How Often Should Dental X-Rays Be Performed?
For many years, traditional dental x-rays were seen to be harmful to your body due to high amounts of radiation. However, like other medical technology, steps have been made within the dental industry to combat that fear with better technology. At Great Lakes Dental Arts, we know overall health is important which is why we have equipped each of our examination rooms with the latest digital radiography machines. Our Kodak Digital Radiography uses nearly 50% less radiation than traditional devices and allows us to create x-ray results instantly allowing us to be more efficient with identifying the problem and treatment.
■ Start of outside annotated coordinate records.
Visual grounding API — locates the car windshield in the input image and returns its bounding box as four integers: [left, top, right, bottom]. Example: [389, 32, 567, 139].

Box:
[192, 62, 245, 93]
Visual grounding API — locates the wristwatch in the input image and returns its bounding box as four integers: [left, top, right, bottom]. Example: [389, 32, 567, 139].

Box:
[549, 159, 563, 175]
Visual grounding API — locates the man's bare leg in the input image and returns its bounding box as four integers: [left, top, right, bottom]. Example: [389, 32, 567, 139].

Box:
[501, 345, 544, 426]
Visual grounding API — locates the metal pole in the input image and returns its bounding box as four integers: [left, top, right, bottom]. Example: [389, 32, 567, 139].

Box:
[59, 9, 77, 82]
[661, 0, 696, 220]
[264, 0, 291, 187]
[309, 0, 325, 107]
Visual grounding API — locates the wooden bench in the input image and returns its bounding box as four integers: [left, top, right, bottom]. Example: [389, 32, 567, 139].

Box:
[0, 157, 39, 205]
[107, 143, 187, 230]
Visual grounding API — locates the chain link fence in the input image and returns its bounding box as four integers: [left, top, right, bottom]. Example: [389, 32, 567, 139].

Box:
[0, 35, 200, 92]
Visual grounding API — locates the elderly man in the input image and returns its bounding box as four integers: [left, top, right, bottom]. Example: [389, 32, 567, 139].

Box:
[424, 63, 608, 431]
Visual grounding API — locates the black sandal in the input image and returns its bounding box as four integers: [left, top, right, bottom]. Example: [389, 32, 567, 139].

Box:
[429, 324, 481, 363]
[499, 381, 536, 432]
Dentists have found that it is much easier to treat dental problems earlier in their development than after they have become a large problem. X-rays allow those early problems to be detected before the dentist's eyes and other tools can tell the story. By preventing a problem, or stopping a minor problem from becoming major, the patient avoids larger dental bills, inconvenience of sitting in the dental chair as long, and potentially much of the discomfort that might be associated with a worsening dental condition.
SPECIFICALLY WHAT CAN A DENTAL X-RAY SHOW THE DENTIST?
- Infections that affect the tooth root or the bone can be detected.
- Bone loss which could indicate gum disease can be detected.
- Decay that is occurring below the gum line can be spotted and treated before it becomes a greater problem.
- X-rays guide doctors in preparing tooth implants, braces, dentures, and other dental procedures.
- Tumors, cysts, and other possible abnormalities are revealed that would take much longer to identify without an x-ray.
DENTAL X-RAYS FOR CHILDREN
- Help identify tooth decay.
- Ensure there is enough room in the mouth for incoming teeth.
- Check for the development of adult teeth to determine the best strategy for dealing with those teeth as they come in.
The frequency a patient should expect x-rays depends largely on their overall dental health and the recommendation of their doctor. Patients who have a history of cavities and dental or gum disease may get x-rays every year or even at every six-month checkup. Other patients with no history of gum disease may only be x-rayed every two years or so. Usually, a patient new to a dentist can expect to have x-rays taken to create a baseline record as they become an established patient. The more bad habits or history of dental problems a patient has, the more they should expect to have x-rays when they visit their dentist. Smokers, people who drink sugary drinks, and those with a history of periodontal disease should expect more x-rays than most people.